Comparisons of studies on spruce, pine and Eucalyptus spp.

For some Eucalypt tree species such as Eucalyptus regnans F. Muell., Eucalyptus globulus ssp. globulus Labill. and Eucalyptus nitens (Deane and Maiden) Maiden, comparisons of genetic parameters estimated from OP and CC progenies of the same genetic origin have been published (e.g. Costa e Silva et al. 2010; Griffin and Cotterill 1987; Hodge et al. 1996; Jordan et al. 1999). In contrast to observations made on spruces and pines, additive genetic variances estimated from Eucalypt OP progenies were frequently four times as large as additive genetic variances estimated from progenies generated by controlled crosses given that the classical assumption of true half-sibs was made. The same investigators also found that genetic correlations between progeny generated by open pollination and controlled crossing were frequently poor (they could be as low as \(-0.46\)). Given these results, it is not surprising that OP progeny of the Eucalypt species referred to above were considered unsuitable for progeny testing, while, in contrast for some conifers, OP progenies appear to be as reliable as those generated from controlled crosses.

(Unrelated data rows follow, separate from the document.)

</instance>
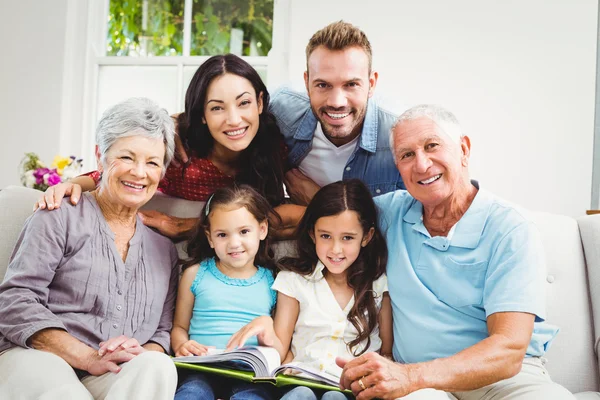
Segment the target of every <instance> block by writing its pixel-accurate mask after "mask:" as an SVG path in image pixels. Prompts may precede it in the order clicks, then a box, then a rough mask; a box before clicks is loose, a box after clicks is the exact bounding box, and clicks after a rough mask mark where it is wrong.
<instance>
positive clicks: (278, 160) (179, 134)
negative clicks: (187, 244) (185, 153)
mask: <svg viewBox="0 0 600 400" xmlns="http://www.w3.org/2000/svg"><path fill="white" fill-rule="evenodd" d="M227 73H229V74H234V75H238V76H240V77H242V78H245V79H247V80H248V81H249V82H250V83H251V84H252V86H253V87H254V91H255V92H256V96H257V99H256V100H257V101H258V100H259V99H258V96H259V95H260V93H262V104H263V111H262V113H261V114H260V115H259V127H258V131H257V133H256V136H255V137H254V139H253V140H252V142H251V143H250V145H249V146H248V147H247V148H246V149H245V150H243V151H242V152H241V153H242V154H241V159H240V165H241V166H242V167H241V168H240V172H239V173H238V174H237V175H236V177H235V180H236V182H238V183H245V184H248V185H250V186H252V187H254V188H256V190H257V191H258V192H259V193H261V194H262V195H263V196H264V197H265V198H266V199H267V200H268V201H269V203H270V204H271V205H273V206H275V205H279V204H281V203H282V201H283V198H284V193H283V174H284V169H285V165H284V160H285V155H284V154H283V152H284V148H283V146H282V145H281V144H282V142H283V136H282V135H281V131H280V130H279V127H278V126H277V123H276V122H275V117H274V116H273V114H271V113H270V112H269V101H270V96H269V92H268V91H267V87H266V86H265V84H264V82H263V81H262V79H261V78H260V75H258V72H256V70H255V69H254V68H253V67H252V66H251V65H250V64H248V63H247V62H246V61H244V60H242V59H241V58H240V57H238V56H236V55H233V54H226V55H218V56H213V57H210V58H209V59H208V60H206V61H205V62H204V63H203V64H202V65H200V67H199V68H198V70H197V71H196V73H195V74H194V77H193V78H192V80H191V81H190V85H189V87H188V90H187V92H186V95H185V111H184V112H183V113H181V114H179V116H178V117H177V124H178V127H179V136H180V137H181V140H182V141H183V144H184V146H185V147H186V148H187V149H191V150H192V151H193V152H194V153H195V154H196V155H197V156H198V157H201V158H206V157H208V155H209V154H210V153H211V151H212V149H213V146H214V142H215V141H214V139H213V137H212V135H211V133H210V131H209V130H208V126H207V125H206V124H204V123H203V122H202V119H203V118H204V105H205V101H206V95H207V91H208V87H209V85H210V83H211V82H212V81H213V80H214V79H215V78H217V77H219V76H222V75H224V74H227Z"/></svg>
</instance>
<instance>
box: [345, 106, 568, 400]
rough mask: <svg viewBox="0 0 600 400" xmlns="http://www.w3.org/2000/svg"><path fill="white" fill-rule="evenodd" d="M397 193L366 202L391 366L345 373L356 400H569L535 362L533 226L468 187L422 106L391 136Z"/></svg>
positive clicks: (538, 354) (539, 348)
mask: <svg viewBox="0 0 600 400" xmlns="http://www.w3.org/2000/svg"><path fill="white" fill-rule="evenodd" d="M391 142H392V148H393V150H394V157H395V160H396V166H397V168H398V170H399V171H400V174H401V175H402V178H403V180H404V183H405V184H406V187H407V191H403V190H401V191H396V192H393V193H388V194H386V195H383V196H379V197H377V198H376V199H375V201H376V203H377V205H378V206H379V208H380V210H381V215H380V223H381V227H382V230H383V231H384V232H385V235H386V238H387V241H388V246H389V248H390V249H391V251H390V254H389V261H388V268H387V274H388V282H389V293H390V297H391V300H392V307H393V315H394V351H393V356H394V359H395V361H396V362H393V361H390V360H387V359H385V358H383V357H381V356H379V355H378V354H376V353H370V354H366V355H363V356H361V357H359V358H356V359H354V360H352V361H350V362H347V363H346V362H345V361H344V360H338V363H339V364H340V365H341V366H343V367H344V373H343V376H342V380H341V384H342V386H344V387H345V388H350V389H352V391H353V392H354V393H355V394H356V395H357V398H358V399H361V400H362V399H371V398H381V399H395V398H401V397H404V396H406V398H408V399H468V400H480V399H574V397H573V395H572V394H570V393H569V392H568V391H567V390H566V389H565V388H563V387H562V386H560V385H558V384H556V383H553V382H552V380H551V379H550V377H549V375H548V372H547V371H546V369H545V368H544V365H543V362H542V360H541V356H543V355H544V353H545V351H546V349H547V348H548V345H549V344H550V342H551V341H552V339H553V338H554V336H555V335H556V333H557V331H558V330H557V329H556V328H555V327H553V326H551V325H549V324H547V323H545V322H544V318H545V304H544V303H545V296H544V289H543V276H544V270H545V264H544V258H543V249H542V245H541V241H540V238H539V234H538V232H537V230H536V228H535V226H534V225H533V224H532V223H531V222H529V221H528V220H527V219H526V218H525V217H524V216H523V215H522V214H521V212H520V211H519V210H518V209H517V208H515V207H514V206H512V205H511V204H509V203H508V202H506V201H504V200H502V199H500V198H498V197H496V196H494V195H493V194H491V193H489V192H487V191H485V189H482V188H480V187H479V184H478V183H477V182H476V181H471V180H470V179H469V172H468V165H469V155H470V147H471V143H470V139H469V138H468V137H467V136H464V135H462V132H461V129H460V127H459V125H458V122H457V120H456V118H455V117H454V115H453V114H451V113H450V112H448V111H446V110H444V109H442V108H440V107H437V106H429V105H422V106H417V107H414V108H412V109H410V110H408V111H406V112H405V113H404V114H402V115H401V116H400V118H399V119H398V121H397V123H396V125H395V126H394V128H393V130H392V137H391Z"/></svg>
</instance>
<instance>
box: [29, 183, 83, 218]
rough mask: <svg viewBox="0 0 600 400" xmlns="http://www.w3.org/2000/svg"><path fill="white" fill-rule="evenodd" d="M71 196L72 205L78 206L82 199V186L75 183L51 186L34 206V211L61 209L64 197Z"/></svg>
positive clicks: (67, 183)
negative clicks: (74, 204)
mask: <svg viewBox="0 0 600 400" xmlns="http://www.w3.org/2000/svg"><path fill="white" fill-rule="evenodd" d="M65 196H71V204H77V202H78V201H79V198H80V197H81V185H79V184H77V183H73V182H63V183H59V184H58V185H54V186H50V187H49V188H48V189H46V191H45V192H44V194H42V196H41V197H40V198H39V199H38V201H37V202H36V203H35V204H34V206H33V211H35V210H37V209H38V208H39V209H42V210H43V209H45V208H47V209H48V210H54V209H55V208H59V207H60V203H61V202H62V199H63V197H65Z"/></svg>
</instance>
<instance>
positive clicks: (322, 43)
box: [306, 20, 373, 73]
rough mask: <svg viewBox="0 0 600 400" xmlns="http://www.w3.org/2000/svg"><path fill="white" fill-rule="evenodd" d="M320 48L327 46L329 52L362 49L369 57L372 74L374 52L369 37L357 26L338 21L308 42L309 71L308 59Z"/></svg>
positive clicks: (313, 37) (307, 50)
mask: <svg viewBox="0 0 600 400" xmlns="http://www.w3.org/2000/svg"><path fill="white" fill-rule="evenodd" d="M319 46H325V47H326V48H327V49H328V50H344V49H347V48H349V47H360V48H361V49H363V50H364V52H365V53H366V54H367V57H369V73H371V62H372V59H373V51H372V50H371V43H370V42H369V39H367V35H365V33H364V32H363V31H361V30H360V29H358V28H357V27H356V26H354V25H352V24H350V23H348V22H344V21H341V20H340V21H337V22H333V23H331V24H329V25H327V26H326V27H325V28H323V29H320V30H318V31H317V32H316V33H315V34H314V35H313V36H312V37H311V38H310V40H309V41H308V45H306V64H307V68H306V70H307V71H308V58H309V57H310V55H311V54H312V52H313V51H315V49H316V48H317V47H319Z"/></svg>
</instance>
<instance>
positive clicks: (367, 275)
mask: <svg viewBox="0 0 600 400" xmlns="http://www.w3.org/2000/svg"><path fill="white" fill-rule="evenodd" d="M296 232H297V240H298V257H295V258H290V257H287V258H284V259H282V260H281V261H280V263H279V264H280V265H279V266H280V268H281V269H282V272H280V273H279V274H278V275H277V278H276V279H275V283H274V284H273V289H275V290H277V291H278V295H277V306H276V312H275V318H274V322H273V321H269V319H270V318H265V317H261V319H260V320H255V321H253V322H252V323H251V324H249V325H247V326H246V327H245V328H244V329H242V331H240V332H239V335H240V344H241V343H243V342H244V339H245V338H246V337H250V336H252V335H256V334H257V333H258V334H259V338H263V339H264V342H265V343H269V344H272V346H273V347H275V348H276V349H277V350H278V351H279V353H280V355H281V358H282V360H283V362H284V363H285V362H290V361H294V362H301V363H302V364H304V365H307V366H309V367H312V368H313V369H317V370H320V371H323V372H326V373H329V374H332V375H335V376H337V377H339V376H340V375H341V372H342V369H341V368H340V367H339V366H337V365H336V357H340V358H343V359H350V358H353V357H357V356H359V355H361V354H363V353H366V352H369V351H377V352H379V353H380V354H382V355H384V356H388V357H390V358H391V354H392V344H393V339H392V335H393V334H392V311H391V304H390V298H389V295H388V293H387V290H388V289H387V278H386V276H385V273H384V272H385V267H386V262H387V246H386V244H385V239H384V238H383V236H382V235H381V232H380V231H379V230H378V228H377V209H376V207H375V204H374V203H373V199H372V198H371V194H370V193H369V190H368V189H367V188H366V186H365V185H364V184H363V183H362V182H361V181H360V180H357V179H353V180H348V181H345V182H342V181H338V182H335V183H332V184H330V185H327V186H324V187H323V188H321V190H319V192H317V194H316V195H315V196H314V198H313V199H312V201H311V202H310V204H309V205H308V207H307V208H306V212H305V213H304V216H303V218H302V220H301V221H300V224H299V225H298V228H297V231H296ZM244 330H245V331H244ZM259 332H260V333H259ZM232 339H233V338H232ZM290 345H291V352H290V351H289V349H290ZM319 394H320V393H316V392H313V391H312V390H311V389H308V388H306V387H297V388H294V389H293V390H291V391H289V392H287V393H286V394H285V395H284V396H283V397H282V399H286V400H287V399H317V398H318V395H319ZM334 398H340V399H345V396H344V395H343V394H342V393H340V392H327V393H325V394H323V396H322V397H321V399H334Z"/></svg>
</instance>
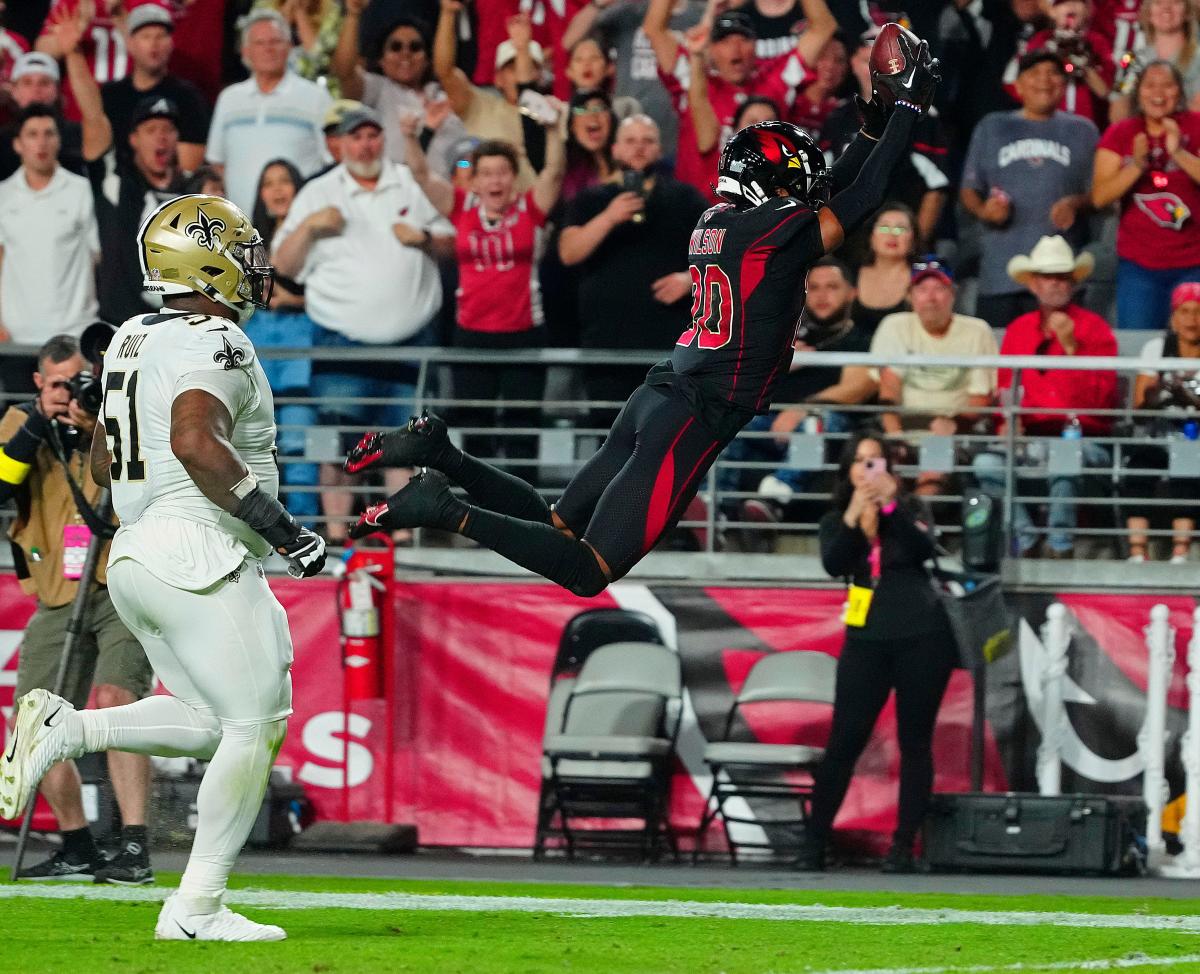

One important factor that could explain the different conclusions drawn from Eucalypts and from conifers is that open pollination in Eucalypts tends to produce a substantial percentage of severely inbred, but viable, progenies due to self-fertilisation (Borralho 1994; Hardner and Potts 1997). In several conifer species, Scots pine and Norway spruce being no exception, such selfed progenies have been eliminated already at the seed stage due to early and extreme inbreeding depression (Kärkkäinen and Savolainen 1993; Koski 1971; Williams 2007). Furthermore, eucalypts are naturally insect pollinated, and paternal reproductive success may therefore be highly uneven.

Practical implications and conclusions

Heritability and \(CV_{A}\) estimated from progeny of Norway spruce and Scots pine generated by open pollination were not significantly different from those of progeny generated by controlled crosses, and consequently large overestimations of these parameters due to the assumption of true half-sibs appear very unlikely in Norway spruce and Scots pine. Genetic correlations between OP and CC trials were furthermore very close to unity in Scots pine and high (approximately 0.75) for Norway spruce suggesting that parent breeding values based on OP progenies of these species should be fairly unbiased.

With respect to the estimation of additive genetic parameters and selection of superior parents (backward selection), the results of this study consequently suggest that progeny testing using open pollination are fully adequate and that the benefits of using controlled crossing designs or paternity assignment would be small. However, efficient selection of progenies (forward selection) and controlling the buildup of coancestry require progeny trials with full pedigree information. In this respect, the assignment of fathers to OP progeny (or of any progeny) by molecular marker genotyping, a strategy often called breeding without breeding (El-Kassaby and Lstibůrek 2009) offers an alternative to controlled cross designs.

Estimation errors of the genetic parameters of this study were generally considerable. Future research should therefore use molecular marker-assisted paternity assignment in progeny trials generated from a larger set of parents than that of the current study in order to increase the precision of genetic parameter estimates to the point that also minor overestimation of \(CV_{A}\) and heritability could be detected and to better confirm the OP-CC genetic correlation estimates observed in this study.